"...
Clinton's double-digit lead in California polls over Sen. Barack Obama is misleading. Subtract a Latino voting bloc whose dependability to show up Election Day always has been shaky, and Clinton is no better than even in the state, with Obama gaining. To encourage this brown firewall, the Clinton campaign may be drifting into encouragement of brown vs. black racial conflict by condoning Latino racial hostility to the first African-American with a chance to become president.
Experienced California Democratic politicians doubt the validity of Clinton's double-digit polling lead in the state. At the heart of Obama's support are upper-income Democrats (in exceptional supply here) and young voters whose intentions are difficult to predict. Will the state's huge, currently passive college campuses erupt in an outpouring of Obama voters?
The demographics are most important. Clinton has dramatically lost support among blacks, trailing Obama 58 percent to 24 percent. It is a virtual dead heat among white non-Hispanics, 32 percent to 30 percent. Therefore, the 12-point overall lead derives from a 59 percent to 19 percent Clinton edge among Latinos.

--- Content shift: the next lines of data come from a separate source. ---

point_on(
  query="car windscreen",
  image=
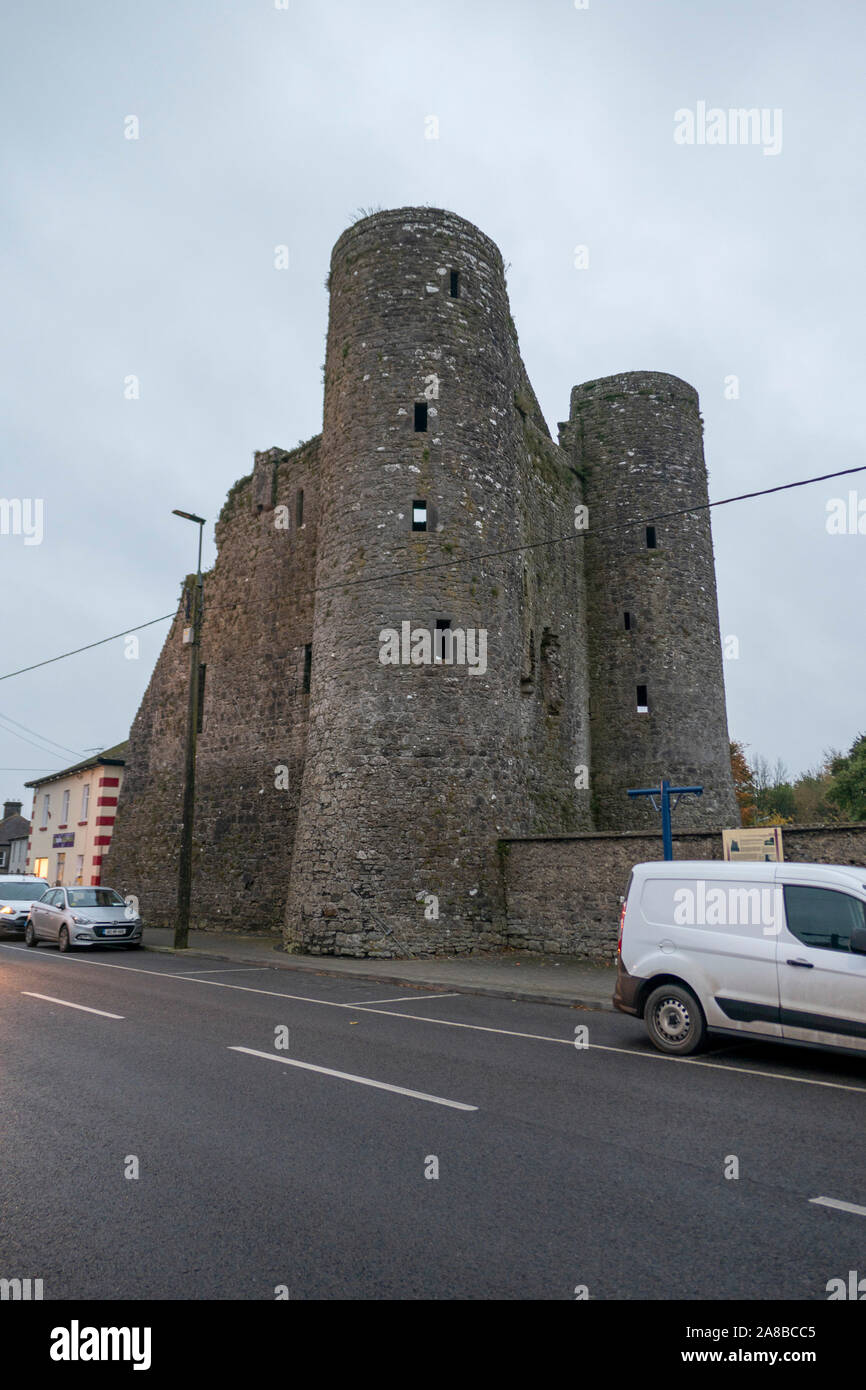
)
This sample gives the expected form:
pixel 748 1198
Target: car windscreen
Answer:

In California, the Latino vote is notoriously undependable in actually voting, especially when compared with African-Americans. How the Clinton campaign deals with Hispanic voters is a sensitive matter, but sensitivity never has been a hallmark of the Clinton style.
snip...
Asked whether Latinos will refuse to vote for him, Obama got a laugh when he replied: "Not in Illinois. They all voted for me."
Read it all here:
http://www.realclearpolitics.com/articles/2008/01/hillarys_latino_firewall.htmlIf Obama wins in CA, he becomes the new frontrunner. A tie is, in the long run, a loss. He must defeat Hillary in the most populous and diverse state in the union. If NV voter patterns continue (Blacks turnout disproportionately high; Hispanic turnout disproportionately low), Obama may spring a monumental upset in California, a state that is politically golden.